Filter factors that come in the instructions for filters assume use of a handheld meter, not a TTL meter that is reading through the filters. TTL meters do pretty good with most filters at automatically giving he correct increase, but some colors, like red, need a little more exposure than the TTL meter looking through the filter will say.
 
Filter factors that come in the instructions for filters assume use of a handheld meter, not a TTL meter that is reading through the filters. TTL meters do pretty good with most filters at automatically giving he correct increase, but some colors, like red, need a little more exposure than the TTL meter looking through the filter will say.

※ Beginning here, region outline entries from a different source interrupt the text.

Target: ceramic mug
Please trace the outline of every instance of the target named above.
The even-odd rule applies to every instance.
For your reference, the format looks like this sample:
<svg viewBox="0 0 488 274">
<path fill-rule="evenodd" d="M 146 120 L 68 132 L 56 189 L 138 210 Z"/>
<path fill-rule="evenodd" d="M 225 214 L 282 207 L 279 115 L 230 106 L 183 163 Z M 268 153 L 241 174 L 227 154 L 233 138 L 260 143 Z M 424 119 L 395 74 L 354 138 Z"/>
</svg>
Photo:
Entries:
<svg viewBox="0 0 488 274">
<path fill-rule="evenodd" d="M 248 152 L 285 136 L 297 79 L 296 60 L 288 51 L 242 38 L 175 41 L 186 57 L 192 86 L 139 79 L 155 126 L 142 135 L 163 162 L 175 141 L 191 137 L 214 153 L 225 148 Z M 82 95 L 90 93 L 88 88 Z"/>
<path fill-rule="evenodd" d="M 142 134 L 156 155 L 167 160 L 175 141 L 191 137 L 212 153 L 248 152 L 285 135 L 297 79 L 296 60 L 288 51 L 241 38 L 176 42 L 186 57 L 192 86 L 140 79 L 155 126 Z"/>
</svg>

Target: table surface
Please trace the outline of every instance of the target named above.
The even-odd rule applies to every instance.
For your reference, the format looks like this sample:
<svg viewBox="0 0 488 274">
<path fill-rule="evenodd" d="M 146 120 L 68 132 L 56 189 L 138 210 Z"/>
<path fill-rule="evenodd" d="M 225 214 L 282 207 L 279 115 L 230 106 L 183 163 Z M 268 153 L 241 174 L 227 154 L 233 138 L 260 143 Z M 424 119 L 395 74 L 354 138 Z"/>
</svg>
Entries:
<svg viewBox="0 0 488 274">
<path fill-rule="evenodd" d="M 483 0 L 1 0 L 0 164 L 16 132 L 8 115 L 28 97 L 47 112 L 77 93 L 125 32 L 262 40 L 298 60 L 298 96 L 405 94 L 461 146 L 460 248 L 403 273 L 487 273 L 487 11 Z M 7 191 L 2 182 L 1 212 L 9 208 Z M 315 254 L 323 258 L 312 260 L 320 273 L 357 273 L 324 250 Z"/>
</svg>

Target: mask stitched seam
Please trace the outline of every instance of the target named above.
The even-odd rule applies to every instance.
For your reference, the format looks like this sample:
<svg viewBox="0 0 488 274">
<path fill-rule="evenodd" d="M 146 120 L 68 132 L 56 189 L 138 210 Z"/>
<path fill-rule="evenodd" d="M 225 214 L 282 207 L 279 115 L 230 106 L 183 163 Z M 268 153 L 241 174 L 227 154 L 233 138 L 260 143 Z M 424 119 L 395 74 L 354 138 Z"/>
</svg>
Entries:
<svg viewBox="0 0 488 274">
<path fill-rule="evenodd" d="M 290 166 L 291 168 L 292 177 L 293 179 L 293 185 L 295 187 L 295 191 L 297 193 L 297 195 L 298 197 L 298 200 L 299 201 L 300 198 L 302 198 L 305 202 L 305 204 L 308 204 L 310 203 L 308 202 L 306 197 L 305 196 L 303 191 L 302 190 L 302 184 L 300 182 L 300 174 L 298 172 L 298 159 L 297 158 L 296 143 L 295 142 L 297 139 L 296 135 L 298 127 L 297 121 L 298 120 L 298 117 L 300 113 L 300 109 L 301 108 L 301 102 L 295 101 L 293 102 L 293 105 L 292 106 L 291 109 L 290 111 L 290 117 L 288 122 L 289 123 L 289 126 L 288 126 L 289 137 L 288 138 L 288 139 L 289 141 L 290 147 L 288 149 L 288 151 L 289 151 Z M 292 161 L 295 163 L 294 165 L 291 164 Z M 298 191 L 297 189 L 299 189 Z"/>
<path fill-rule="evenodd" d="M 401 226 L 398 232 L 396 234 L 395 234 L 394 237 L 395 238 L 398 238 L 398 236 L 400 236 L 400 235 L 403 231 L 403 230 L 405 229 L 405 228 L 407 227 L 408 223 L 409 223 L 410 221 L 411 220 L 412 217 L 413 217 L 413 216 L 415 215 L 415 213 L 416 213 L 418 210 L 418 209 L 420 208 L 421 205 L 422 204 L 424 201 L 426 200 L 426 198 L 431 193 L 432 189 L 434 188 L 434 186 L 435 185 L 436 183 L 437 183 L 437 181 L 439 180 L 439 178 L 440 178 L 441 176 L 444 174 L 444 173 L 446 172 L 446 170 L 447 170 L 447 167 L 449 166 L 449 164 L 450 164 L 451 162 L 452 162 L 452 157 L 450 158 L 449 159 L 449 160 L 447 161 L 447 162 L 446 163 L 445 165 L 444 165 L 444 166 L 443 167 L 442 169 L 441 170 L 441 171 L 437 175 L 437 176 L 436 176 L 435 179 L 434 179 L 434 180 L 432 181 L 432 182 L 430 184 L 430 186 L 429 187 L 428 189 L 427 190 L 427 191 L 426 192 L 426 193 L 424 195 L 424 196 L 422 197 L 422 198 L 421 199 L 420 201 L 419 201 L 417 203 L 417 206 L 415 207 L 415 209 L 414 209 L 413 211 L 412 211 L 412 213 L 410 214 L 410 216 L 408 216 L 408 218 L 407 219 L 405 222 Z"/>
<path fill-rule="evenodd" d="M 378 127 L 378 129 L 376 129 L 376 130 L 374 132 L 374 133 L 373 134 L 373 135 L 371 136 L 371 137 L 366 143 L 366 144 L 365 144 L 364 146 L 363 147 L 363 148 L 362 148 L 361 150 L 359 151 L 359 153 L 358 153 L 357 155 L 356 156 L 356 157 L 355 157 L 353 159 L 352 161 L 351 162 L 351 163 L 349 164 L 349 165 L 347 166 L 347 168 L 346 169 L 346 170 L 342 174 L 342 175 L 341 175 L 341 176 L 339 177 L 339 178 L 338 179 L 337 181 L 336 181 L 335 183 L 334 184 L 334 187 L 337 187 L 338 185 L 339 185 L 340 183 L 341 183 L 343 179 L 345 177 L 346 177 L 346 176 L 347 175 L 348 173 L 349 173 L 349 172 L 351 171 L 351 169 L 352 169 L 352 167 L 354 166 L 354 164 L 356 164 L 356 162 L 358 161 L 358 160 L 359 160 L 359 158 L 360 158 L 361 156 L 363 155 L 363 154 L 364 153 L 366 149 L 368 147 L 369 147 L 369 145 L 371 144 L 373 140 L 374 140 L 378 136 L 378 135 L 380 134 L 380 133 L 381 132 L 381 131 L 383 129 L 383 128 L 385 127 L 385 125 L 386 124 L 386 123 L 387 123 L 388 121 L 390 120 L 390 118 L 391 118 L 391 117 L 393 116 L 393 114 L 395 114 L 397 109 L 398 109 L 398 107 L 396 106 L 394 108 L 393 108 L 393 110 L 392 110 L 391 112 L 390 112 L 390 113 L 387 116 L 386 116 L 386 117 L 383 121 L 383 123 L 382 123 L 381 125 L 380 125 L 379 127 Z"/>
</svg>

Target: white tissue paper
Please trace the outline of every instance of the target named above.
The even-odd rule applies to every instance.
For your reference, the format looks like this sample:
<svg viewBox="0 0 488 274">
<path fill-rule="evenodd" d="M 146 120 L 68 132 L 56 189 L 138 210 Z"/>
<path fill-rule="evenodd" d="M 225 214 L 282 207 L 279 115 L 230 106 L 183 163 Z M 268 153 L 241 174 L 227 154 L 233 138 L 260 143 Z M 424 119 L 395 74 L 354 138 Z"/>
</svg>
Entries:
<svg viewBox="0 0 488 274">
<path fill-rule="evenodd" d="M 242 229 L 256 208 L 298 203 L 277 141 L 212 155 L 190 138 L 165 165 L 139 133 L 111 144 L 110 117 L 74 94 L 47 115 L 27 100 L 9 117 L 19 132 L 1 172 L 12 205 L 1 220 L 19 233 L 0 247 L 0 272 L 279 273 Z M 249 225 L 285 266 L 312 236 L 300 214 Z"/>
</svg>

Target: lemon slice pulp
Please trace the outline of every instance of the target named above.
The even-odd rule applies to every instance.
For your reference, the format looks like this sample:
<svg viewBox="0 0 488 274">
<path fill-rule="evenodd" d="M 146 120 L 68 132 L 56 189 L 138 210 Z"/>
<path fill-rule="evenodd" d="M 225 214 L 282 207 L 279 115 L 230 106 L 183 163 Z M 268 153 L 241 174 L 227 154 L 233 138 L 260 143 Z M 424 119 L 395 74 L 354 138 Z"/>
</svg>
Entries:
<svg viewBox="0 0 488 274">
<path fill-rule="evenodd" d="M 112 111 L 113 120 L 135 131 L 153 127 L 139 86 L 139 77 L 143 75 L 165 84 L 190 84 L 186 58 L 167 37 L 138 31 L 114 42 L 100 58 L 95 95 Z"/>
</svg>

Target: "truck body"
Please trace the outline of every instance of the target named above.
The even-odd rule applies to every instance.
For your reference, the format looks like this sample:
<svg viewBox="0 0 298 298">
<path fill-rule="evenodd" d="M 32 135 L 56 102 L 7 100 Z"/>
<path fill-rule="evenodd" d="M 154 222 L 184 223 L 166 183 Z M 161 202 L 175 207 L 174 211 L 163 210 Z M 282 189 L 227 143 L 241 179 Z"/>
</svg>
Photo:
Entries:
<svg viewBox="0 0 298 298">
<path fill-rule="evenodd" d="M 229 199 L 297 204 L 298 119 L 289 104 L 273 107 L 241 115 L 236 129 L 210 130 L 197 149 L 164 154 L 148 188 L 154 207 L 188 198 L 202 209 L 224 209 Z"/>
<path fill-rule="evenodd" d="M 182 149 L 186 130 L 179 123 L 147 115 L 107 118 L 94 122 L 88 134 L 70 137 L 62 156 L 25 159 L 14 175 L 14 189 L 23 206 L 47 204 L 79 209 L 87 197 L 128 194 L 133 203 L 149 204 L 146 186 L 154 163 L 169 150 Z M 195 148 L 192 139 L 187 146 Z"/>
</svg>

That is good information, Chris. I've had that experience but never realized what was going on; thanks.
 
Yes, agree with Chris on the red... the meters tend to be a bit more sensitive to red than the typical B&W film, so will deliver underexposure in red/orange light or with TTL metering through red or orange filters.
 
I use a duplicate filter on the spotmeter

I use a duplicate filter on the spotmeter

I typically put the same type of filter on my Pentax spot meter that I am using on the camera (Fuji 6x9), that way I have not needed to worry about filter factors.

If I use a filter on my ga645zi, which does not meter through the filter, I first measure the filter by taking several readings with the Pentax spot meter with and without the filter in the same type of lighting conditions I want to shoot in. I then using the weighted (by judgment call) difference in the readings as my filter factor for the ga645zi by reducing the ISO setting the appropriate amount.

My Nikon FM & FE meter through the filter and usually get the exposure right.
 
would cokin p filters do as well as screw-ins?

would cokin p filters do as well as screw-ins?

Just bought several colored p filters since I have various-sized lenses in different formats, and waiting on them to arrive via post.

Any input would be appreciated,

Cheers!
 
I voted 10-25% but it completely depends on what I am shooting. If I am just out walking around and shooting quickly, I don't use filters. If I am looking and studying things more closely I will sometime use filters to separate some of the color/gray tones that would otherwise blend too closely. If you shoot in color and are converting to b&w, you can do this on Photoshop or Lightroom or other editing programs. I use yellow, orange and red. Jim
 
I have yellow and orange and red filters too. But I rarely use the yellow or orange ones, because I always get more of what I'm after with the red ones. Lately I prefer 29 to my old stand by, 25.